Son tan grandes los bienes que Nuestro Señor comunica a los que de veras se entregan a su amor y servicio, que Él mismo parece admirarse, cuando canta por boca de David: “¡Oh cuán bueno es el Dios de Israel para los que son de corazón recto!”. Los ama y cuida de ellos con amor y solicitud de verdadero Padre, dándoles, como por añadidura, cuanto necesitan para la vida del cuerpo, vestido, alimento, casa… El es su médico y medicina en las enfermedades; su amparo y defensa en las tentaciones y asaltos de los enemigos; su luz y su guía, cuando se ven rodeados de tinieblas, en las tribulaciones y amarguras. El es su consuelo y alegría; vela de tal modo por cuanto se refiere al bien corporal, que tiene hasta contados los cabellos de su cabeza, de los que ni uno sólo caerá sin su consentimiento; si llegan a desviarse de la senda del bien, los azota y castiga para que vuelvan al recto camino; a medida que se van disponiendo con la mortificación y el desprendimiento de las cosas criadas, les va comunicando mayor luz y más vivo incendio de amor, con lo que se va uniendo más y más a ellos, haciéndoles sentir tal paz, dicha y felicidad sólo comparable con la que se goza en el cielo. Aún en esta vida se cumple lo que está escrito: “Que ni el ojo vio ni el oído oyó, ni cupo en el corazón del hombre, lo que Dios tiene preparado para los que lo aman”.

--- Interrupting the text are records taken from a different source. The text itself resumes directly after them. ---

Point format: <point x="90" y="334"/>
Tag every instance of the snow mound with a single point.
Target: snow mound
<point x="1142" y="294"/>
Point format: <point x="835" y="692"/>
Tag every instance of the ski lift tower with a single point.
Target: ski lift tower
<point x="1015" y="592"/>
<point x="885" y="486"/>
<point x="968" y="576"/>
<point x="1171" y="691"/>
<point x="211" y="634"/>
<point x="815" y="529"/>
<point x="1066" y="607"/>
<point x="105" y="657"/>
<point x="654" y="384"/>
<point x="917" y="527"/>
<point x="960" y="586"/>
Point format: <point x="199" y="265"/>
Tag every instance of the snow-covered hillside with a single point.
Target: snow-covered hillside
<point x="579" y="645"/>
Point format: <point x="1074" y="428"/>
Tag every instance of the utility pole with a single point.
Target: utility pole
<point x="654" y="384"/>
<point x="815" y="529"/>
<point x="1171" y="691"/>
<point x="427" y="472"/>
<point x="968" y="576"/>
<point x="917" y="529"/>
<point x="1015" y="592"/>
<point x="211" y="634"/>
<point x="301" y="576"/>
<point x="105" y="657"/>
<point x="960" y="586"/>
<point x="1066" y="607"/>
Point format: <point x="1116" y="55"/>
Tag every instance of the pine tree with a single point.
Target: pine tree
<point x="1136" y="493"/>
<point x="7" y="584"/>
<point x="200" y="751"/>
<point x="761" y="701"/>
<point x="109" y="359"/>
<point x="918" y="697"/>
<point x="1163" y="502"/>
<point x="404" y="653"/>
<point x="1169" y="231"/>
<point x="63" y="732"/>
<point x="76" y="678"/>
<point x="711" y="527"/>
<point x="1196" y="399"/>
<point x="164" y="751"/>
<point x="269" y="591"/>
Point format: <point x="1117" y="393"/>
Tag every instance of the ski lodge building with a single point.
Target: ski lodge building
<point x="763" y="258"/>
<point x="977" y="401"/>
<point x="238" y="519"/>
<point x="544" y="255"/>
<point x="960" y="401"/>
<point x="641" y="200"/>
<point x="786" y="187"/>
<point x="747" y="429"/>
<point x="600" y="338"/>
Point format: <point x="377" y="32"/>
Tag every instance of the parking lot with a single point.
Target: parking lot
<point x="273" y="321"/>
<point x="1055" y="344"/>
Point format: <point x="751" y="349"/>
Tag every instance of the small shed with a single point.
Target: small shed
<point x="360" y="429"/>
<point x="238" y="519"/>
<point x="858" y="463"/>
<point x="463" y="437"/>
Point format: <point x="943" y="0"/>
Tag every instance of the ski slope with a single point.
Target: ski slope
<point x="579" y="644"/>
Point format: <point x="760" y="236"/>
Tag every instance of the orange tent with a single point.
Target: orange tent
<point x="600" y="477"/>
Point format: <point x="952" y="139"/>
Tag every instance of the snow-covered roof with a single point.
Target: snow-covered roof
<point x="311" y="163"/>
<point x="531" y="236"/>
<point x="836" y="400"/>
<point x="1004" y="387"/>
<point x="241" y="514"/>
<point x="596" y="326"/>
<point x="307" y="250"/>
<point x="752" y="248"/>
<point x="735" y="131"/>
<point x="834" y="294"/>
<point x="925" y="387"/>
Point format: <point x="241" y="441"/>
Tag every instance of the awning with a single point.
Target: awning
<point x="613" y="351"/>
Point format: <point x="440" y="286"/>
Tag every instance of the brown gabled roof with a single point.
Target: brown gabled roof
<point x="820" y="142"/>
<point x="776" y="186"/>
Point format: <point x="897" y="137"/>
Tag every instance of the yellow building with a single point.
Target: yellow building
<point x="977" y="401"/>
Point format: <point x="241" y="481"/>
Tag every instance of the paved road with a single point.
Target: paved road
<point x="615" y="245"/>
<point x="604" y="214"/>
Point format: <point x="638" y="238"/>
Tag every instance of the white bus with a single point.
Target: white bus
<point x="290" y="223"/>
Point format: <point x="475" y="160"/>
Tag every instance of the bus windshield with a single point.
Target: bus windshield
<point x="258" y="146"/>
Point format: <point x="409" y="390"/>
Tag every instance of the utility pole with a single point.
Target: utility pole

Todo lo cual vemos confirmado con ejemplos de la historia sagrada; pero, en especial, consideremos algo de la singular misericordia que Cristo Nuestro Señor ha dispensado a los que lo aman y lo siguen.
Recordemos la predilección que mostró para con los tres hermanos de Betania: Lázaro, Marta у Maria. ¡Qué aventura tan grande! ¡Cómo rebosarán sus corazones de gozo y alegría! ¡En su casa se hospedó muchas veces el divino Maestro! Allí gozaron de su amabilísima presencia, sentáronse a la mesa juntamente con El, de sus labios oyeron enseñanzas de vida eterna y, para consolar a sus devotas en la muerte del hermano, hace uso de su infinito poder y resucita a Lázaro, aunque tiene ya cuatro días en el sepulcro. En aquella venturosa mansión pasó los últimos días de su vida mortal y de allí salió a dar cumplimiento de los misterios de nuestra Redención.
Una multitud inmensa lo sigue en el desierto, tan ávida de escuchar su palabra, como olvidada del sustento corporal; conmueven las entrañas de aquel corazón compasivo y dice: “Tengo compasión de estas gentes, porque ya van tres días que perseveran conmigo y no tienen qué comer y no quiero despedirlas en ayunas, porque no desfallezcan en el camino”, y con sólo siete panes y unos pececillos, alimenta en aquella soledad a más de cuatro mil, sin contar las mujeres y los niños. Y más aún ¿Quién es aquel que no siente una santa envidia de las tan singulares muestras de amor y de cariño que dio a su fiel discípulo San Juan? Después de llamarlo para que sea su apóstol, a Juan eligió para hacerla el íntimo confidente de sus secretos; permite sea llamado el discípulo por excelencia “amado”; gusta de que se recueste sobre su pecho; a él le comunicó una altísima ciencia de los más profundos misterios de nuestra fe y un incendio inmenso de caridad; y, como si esto fuera poco, al morir, a Juan confió el tesoro más precioso que dejaba sobre la tierra, es a saber: su Santísima Madre. Gracias semejantes, aunque de un modo invisible, derrama continuamente Cristo Nuestro Señor en los corazones de los que lo aman y lo sirven.
¡Oh, hombre! si hasta aquí has probado ya los amargos frutos del pecado y del vicio, resuélvete ahora a seguir de cerca a tu Salvador y gustaras y verás por experiencia cuán dulce y suave es: y si ya lo amas y le sirves, cobra ánimo y aliento con estas consideraciones para que perseveres en compañía, de tal modo que nada sea capaz de separarse de su amor y caridad.
Meditación
¡Dulcísimo Jesús mío! Dígnate derramar sobre nosotros los resplandores de tu luz y de tu gracia, para que, conociendo por experiencia cuán suave y misericordioso eres con los que te aman y te siguen, perseveremos unidos contigo todos los días de nuestra vida. Que vives Amén. y reinas por los siglos de los siglos.
Rezar cinco Padrenuestros, en memoria de las cinco llagas de nuestro Señor, añadiendo a cada uno la jaculatoria: “Jesús mío, misericordia!” y se hace la petición.